Abstract: Large-scale atomistic simulations using first-principles methods remains an open problem due to the high costs of different quantum chemistry (QC) methods. Machine Learning Potentials (MLPs) offer a path towards achieving the accuracy of quantum chemistry methods at drastically reduced cost. Typically, MLPs are trained on datasets evaluated using a specific quantum chemistry method and they map features (atomic coordinates and species) to labels (chemical properties such as energy, forces, dipoles, etc). Generating the training data using high-fidelity quantum chemistry methodsa is computationally expensive. By training an MLP on a low-fidelity source dataset and re-training on a smaller high-fidelity target dataset, higher accuracy machine learning models can be produced. This technique is the primary way that transfer learning is applied to MLPs. Transfer learning can be broadly categorized as homogeneous, where the features and label are the same for source and targets, or heterogeneous, where the features and/or labels differ. The aim of this project is to investigate the advantages of incorporating heterogeneous transfer learning compared to using "classic" homogeneous learning applied to different chemical properties and fusion of experimental and simulated data sets.

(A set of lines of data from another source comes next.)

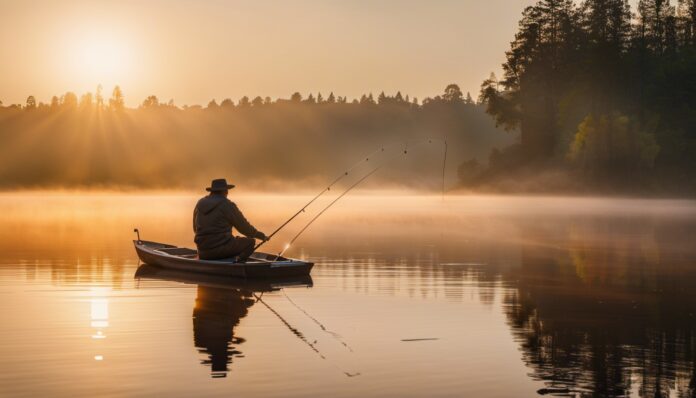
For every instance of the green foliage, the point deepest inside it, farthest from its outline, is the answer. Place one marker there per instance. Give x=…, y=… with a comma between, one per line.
x=606, y=90
x=607, y=142
x=260, y=141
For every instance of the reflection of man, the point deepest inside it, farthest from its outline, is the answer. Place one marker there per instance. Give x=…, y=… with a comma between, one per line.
x=216, y=313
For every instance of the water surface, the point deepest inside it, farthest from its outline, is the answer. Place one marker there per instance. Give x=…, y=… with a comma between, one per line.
x=411, y=296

The initial step of this project focuses on how the theoretical similarities between the different QC methods affect the sample-efficiency of homogeneous transfer-learning. The student will learn to train MLPs and then apply different transfer learning strategies to establish empirical trends of which QC methods and training procedures are the most effective for transfer learning. Standard data sets such as QM9 have been evaluated using many different QC methods and can be readily utilized. The results would be publishable and benefit the QC and MLP community by providing a cost efficient method for utilizing existing datasets when constructing new MLPs.

The main focus of the project is to apply heterogeneous transfer learning methods to MLPs across different labels, such as energy, molecular dipoles, band-gaps, etc. Quantum mechanics explains how these chemical properties are related. This serves as the theoretical motivation for heterogeneous transfer learning. This step of the project will leverage the code and results from on-going projects at LANL for multi-task learning applied to chemical systems. Additionally, the student will explore heterogeneous transfer learning to utilize reference data of experimental origin. Homogeneous transfer learning is difficult because experimental measurements frequently provide information on quantities averaged over some characteristic scale, in contrast to the atomistic simulated data. Sparsity in experimental data further complicates the problem. Therefore, heterogeneous transfer learning to experiment is a promising method to correct systemic biases which may be present in MLPs trained on QC simulations only. Ultimately, this project will be one of the earliest explorations of heterogeneous transfer learning for quantum chemistry and will systematically evaluate whether known similarities between properties and methods lead to more effective transfer learning.